The sunset was once again wonderful today and I could not help putting in our very last one.  Blogging was new to me at the start of the trip and now I will miss it!  It has been an entertaining way to keep people at home informed and for everyone who has followed us along the way and enjoyed looking at my photographs as much as I enjoy taking them, thank you!  (And if anyone is interested, all photographs taking on this trip will be available to view online through my online gallery, a link can be sent on request).   

And so the survey ends. We wish to thank the Irish Marine Institute for providing us not only with a fine vessel, but with the best of sea mates and crew. Captain Antony Hobin, First Officer Kenny Downing, Officer of the Watch Richard O’Regan, oceanographers Aodhan Fitzgerald and Sheena Fennell and all of the crew were in every respect professional and first rate. It is a trip that we all will remember, in particular the graduate students who for some this was their first time at sea. They may particularly miss the home cooking of Pat and Mickey.

Farewell from all of us …

Blog by Kate Barley with ending by Chief Scientist Dr. George Rose

Tuesday, March 1, 2011

RV Celtic Explorer Newfoundland & Labrador Fishery Survey: DAY 31

Date 1/03/2011 Time: 23:00 hrs (UTC)

Position:   48 01.79 N   47 24.16 W  

Wind speed 40 knots SW, seas 5-6 m

After almost a day of calmer seas – the most we have this trip – we are back in moderate sea states with SW winds ripping across the Grand Banks. We are now near the infamous Flemish Cap, or Bonnet Flamande, as it may have been named by early French fishermen. How the name came about is still in doubt, but the form of this most eastward extension of the Grand Banks does resemble a cap or bonnet.

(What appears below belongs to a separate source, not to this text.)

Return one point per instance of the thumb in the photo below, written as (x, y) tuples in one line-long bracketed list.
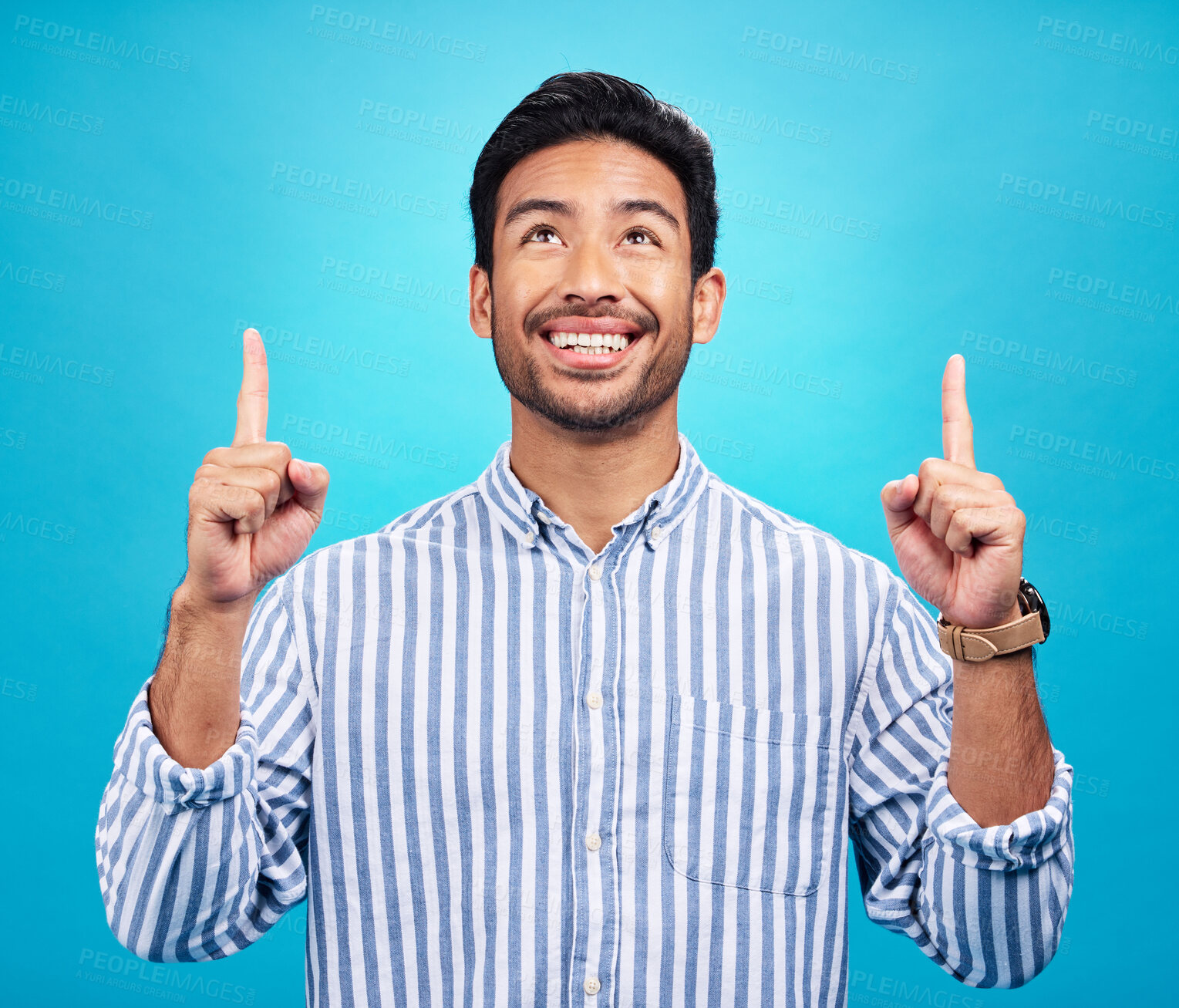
[(898, 497), (310, 482)]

The Bonnet is also the furthest eastward extension of the continental shelf of North America, and millions of years ago before the opening of the North Atlantic was joined to Spain and North Africa. Ancient fossils found on the eastern shores of Newfoundland are the same as those in Morocco! But it was the rocks of western Newfoundland that inspired Newfoundland geologist Hank Williams to provide unequivocal evidence of the theory of plate tectonics and continental drift in the North Atlantic. And still the drift goes on. Newfoundland and the Grand Banks, with the Flemish Cap its trailing edge, moving doggedly westward at a speed of about 1 cm per year.

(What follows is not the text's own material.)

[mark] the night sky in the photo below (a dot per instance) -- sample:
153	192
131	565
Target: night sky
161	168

The Flemish Cap became infamous in the movie ‘The Perfect Storm’, as supposedly Captain Linda Greenlaw on the vessel Hannah Boden screamed to Billy on the doomed vessel Andrea Gail - ‘The Flemish Cap’, then ‘Billy, you are going into Hell’.

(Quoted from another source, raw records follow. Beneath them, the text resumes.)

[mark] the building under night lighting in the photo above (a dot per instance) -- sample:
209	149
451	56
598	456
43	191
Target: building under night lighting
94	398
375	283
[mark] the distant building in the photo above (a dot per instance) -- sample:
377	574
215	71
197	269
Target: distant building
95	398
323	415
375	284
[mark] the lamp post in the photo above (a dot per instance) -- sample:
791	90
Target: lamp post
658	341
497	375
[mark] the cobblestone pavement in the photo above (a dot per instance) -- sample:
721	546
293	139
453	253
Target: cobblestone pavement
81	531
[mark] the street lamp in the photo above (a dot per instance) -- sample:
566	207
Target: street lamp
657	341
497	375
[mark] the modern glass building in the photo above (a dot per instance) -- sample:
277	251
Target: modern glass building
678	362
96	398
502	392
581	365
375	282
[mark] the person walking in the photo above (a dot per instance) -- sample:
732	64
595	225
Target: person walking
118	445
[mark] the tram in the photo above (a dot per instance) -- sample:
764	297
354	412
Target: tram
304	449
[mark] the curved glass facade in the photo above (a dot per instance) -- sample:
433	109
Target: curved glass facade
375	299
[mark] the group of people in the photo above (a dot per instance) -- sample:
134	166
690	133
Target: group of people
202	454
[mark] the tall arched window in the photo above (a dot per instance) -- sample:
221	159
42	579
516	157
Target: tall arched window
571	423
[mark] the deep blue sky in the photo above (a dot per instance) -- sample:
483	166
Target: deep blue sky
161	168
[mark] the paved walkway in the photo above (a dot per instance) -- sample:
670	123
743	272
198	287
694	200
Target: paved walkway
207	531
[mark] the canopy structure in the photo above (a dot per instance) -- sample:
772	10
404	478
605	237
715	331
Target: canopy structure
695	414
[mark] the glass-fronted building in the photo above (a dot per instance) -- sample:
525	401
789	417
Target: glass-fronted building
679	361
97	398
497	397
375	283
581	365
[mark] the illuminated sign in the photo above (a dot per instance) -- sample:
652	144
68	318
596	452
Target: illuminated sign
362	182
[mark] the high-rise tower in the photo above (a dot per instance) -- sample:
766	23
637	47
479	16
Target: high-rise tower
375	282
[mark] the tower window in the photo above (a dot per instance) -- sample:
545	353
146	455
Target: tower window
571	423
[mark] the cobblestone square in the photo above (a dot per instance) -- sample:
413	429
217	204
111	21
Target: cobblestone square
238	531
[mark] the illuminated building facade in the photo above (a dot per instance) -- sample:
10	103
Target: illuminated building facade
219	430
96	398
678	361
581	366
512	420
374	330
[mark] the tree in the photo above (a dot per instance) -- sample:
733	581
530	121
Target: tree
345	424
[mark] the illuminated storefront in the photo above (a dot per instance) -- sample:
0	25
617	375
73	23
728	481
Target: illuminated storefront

The Great Big Seas (in the singular also a Newfoundland music group) off the Flemish Cap (Photo: Laura Wheeland)

Everything is beautiful, in its own way, goes the song…

Crabs are often used as models for alien creatures in horror or adventure films – made much larger of course. And surely if crabs were very large they would be formidable and frightening creatures. Fortunately for us they are not. Around the fishing world, crab is considered a delicacy and the North Atlantic and Newfoundland and Labrador are no exception. The Snow Crab is by far the most important crab species here. Male Snow Crabs are much larger than females and go through several moults of their shell during their lifetime. Only males are taken in the commercial fishery (thought to be a natural form of conservation). Since the decline of Atlantic cod, Snow Crab has been the mainstay of the Newfoundland and Labrador fishery.


The face only another Snow Crab (Chionocetes opilio) could love (also known as Queen Crab). (Photo: Kate Barley)

Tonight will be last night of the survey. Tomorrow we head for St. John’s and a quick demobilization before the Celtic Explorer refuels and heads back across the Grand Banks and to Cork, Ireland, where the trip began in January.

We will try to post a final blog tomorrow evening.

Blog by Kate Barley and George Rose.